If the fuel is on, throttle up, key on, spark plug reattached. Pull the plug and check for spark. Got spark? Assuming fuel is full (you said you ran it dry the other day)........check the oil level. It may be way over because you were sucking fuel into the engine when the float needle was not installed the other day. If it is way over it will likely smell of gas and needs to be drained and refilled with proper oil and amount. Just as precaution put a rag over the spark plug hole when you're checking for spark in case you are full of fuel in there.


----------



## Grunt (Nov 11, 2013)

Ray 1962 10ML60 said:


> I wish I go back to that day when I signed up, wasn't one of my more creative days. I went pretty basic on the name thing, lol.

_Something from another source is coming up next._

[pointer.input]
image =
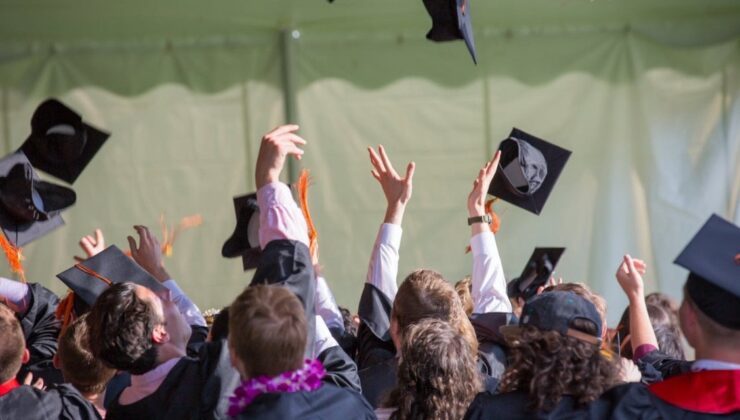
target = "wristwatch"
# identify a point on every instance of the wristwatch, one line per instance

I am not making fun of your user name. It describes who you are and what you own. If I went with that formula, I would be Ray 38080.


----------



## Ray 1962 10ML60 (Oct 14, 2011)

Grunt said:


> I am not making fun of your user name. It describes who you are and what you own. If I went with that formula, I would be Ray 38080.

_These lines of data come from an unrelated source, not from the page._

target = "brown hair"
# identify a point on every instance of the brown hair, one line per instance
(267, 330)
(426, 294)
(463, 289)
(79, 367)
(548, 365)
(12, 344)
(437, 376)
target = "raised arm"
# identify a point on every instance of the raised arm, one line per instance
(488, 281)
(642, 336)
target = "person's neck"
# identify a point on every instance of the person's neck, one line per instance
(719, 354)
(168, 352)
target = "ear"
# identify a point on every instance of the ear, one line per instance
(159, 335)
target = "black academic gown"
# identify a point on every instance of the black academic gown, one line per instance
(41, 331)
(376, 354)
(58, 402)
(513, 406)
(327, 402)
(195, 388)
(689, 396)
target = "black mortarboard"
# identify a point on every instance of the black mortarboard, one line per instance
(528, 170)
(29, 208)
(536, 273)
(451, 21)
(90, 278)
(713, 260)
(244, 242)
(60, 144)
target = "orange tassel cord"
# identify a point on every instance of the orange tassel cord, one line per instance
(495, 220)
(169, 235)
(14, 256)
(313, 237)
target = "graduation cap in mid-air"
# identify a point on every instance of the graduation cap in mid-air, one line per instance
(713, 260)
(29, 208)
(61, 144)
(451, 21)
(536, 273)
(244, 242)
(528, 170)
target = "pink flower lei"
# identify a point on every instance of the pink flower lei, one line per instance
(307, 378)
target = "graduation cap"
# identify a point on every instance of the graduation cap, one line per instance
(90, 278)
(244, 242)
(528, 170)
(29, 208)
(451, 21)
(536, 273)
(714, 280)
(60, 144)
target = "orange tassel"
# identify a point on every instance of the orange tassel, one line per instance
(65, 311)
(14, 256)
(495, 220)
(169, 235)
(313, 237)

I know you weren't making fun! No offense taken, it's all good man! I was just commenting cause I find myself jealous of all these cool usernames people have and mine is so...eh...


----------



## joee5 (Nov 30, 2014)

Almost a week and no luck getting her started. I may have to take her to a professional.


----------



## suspicionofignorance2 (Jan 26, 2014)

Don't give up...You had a running engine..Maybe try this:..besure spark plug is dry, and cylinder also...keep gas shut off...open throttle, leave choke open, spray briefly in carb mouth with can of carb cleaner...pull recoil...Does it start and run for few seconds..?? Let us know..


----------